There is a solution of 50 gm Pb(NO3)2 & 75 ml boiled water.If the solution is taken to the temperature at 20°c then what quantity of Pb(NO3)2 will come out from the solution if the solubility of Pb(NO3)2 in water at 20°c is 54.
To determine the quantity of Pb(NO3)2 that will come out of the solution, we first need to calculate the maximum amount of Pb(NO3)2 that can dissolve in the given volume of water at 20°C. This maximum amount is called the solubility.
The solubility of Pb(NO3)2 in water at 20°C is given as 54 grams. This means that at 20°C, 54 grams of Pb(NO3)2 can dissolve in 100 ml of water.
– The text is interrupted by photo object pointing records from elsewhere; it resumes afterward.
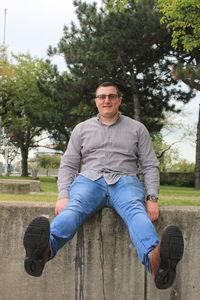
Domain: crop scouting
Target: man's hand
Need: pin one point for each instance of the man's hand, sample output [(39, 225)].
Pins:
[(152, 210), (60, 205)]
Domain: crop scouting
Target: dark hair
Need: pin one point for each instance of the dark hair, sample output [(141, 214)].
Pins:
[(109, 83)]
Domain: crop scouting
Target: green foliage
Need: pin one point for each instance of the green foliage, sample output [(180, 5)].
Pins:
[(21, 102), (48, 161), (130, 48), (183, 17)]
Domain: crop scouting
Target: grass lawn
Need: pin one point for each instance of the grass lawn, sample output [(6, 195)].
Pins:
[(169, 195)]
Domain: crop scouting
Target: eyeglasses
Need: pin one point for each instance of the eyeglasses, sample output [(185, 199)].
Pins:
[(110, 97)]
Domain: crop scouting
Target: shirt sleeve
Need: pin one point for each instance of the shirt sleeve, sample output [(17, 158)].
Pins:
[(70, 164), (148, 162)]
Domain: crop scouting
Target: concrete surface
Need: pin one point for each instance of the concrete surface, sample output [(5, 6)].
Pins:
[(99, 263)]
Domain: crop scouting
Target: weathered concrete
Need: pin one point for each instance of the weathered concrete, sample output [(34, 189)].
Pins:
[(14, 186), (99, 263)]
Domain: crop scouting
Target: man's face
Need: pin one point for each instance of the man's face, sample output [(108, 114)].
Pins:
[(107, 106)]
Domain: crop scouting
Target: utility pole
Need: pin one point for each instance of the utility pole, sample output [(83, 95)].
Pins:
[(4, 31), (5, 140)]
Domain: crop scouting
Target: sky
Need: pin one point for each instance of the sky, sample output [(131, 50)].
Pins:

To find the amount of Pb(NO3)2 that can dissolve in 75 ml of water, we will use the concept of proportion:
54 grams -> 100 ml
x grams -> 75 ml
To solve this proportion, we can use cross-multiplication:
54 grams × 75 ml = 100 ml × x grams
x = (54 grams × 75 ml) / 100 ml
Now, let's calculate the value of x:
x = (54 grams × 75 ml) / 100 ml
x = 40.5 grams
Therefore, at 20°C, the maximum amount of Pb(NO3)2 that can dissolve in 75 ml of water is 40.5 grams.
Since the initial solution contains 50 grams of Pb(NO3)2, which is more than the maximum solubility of 40.5 grams, we can conclude that 40.5 grams of Pb(NO3)2 will come out of the solution when it is cooled to 20°C.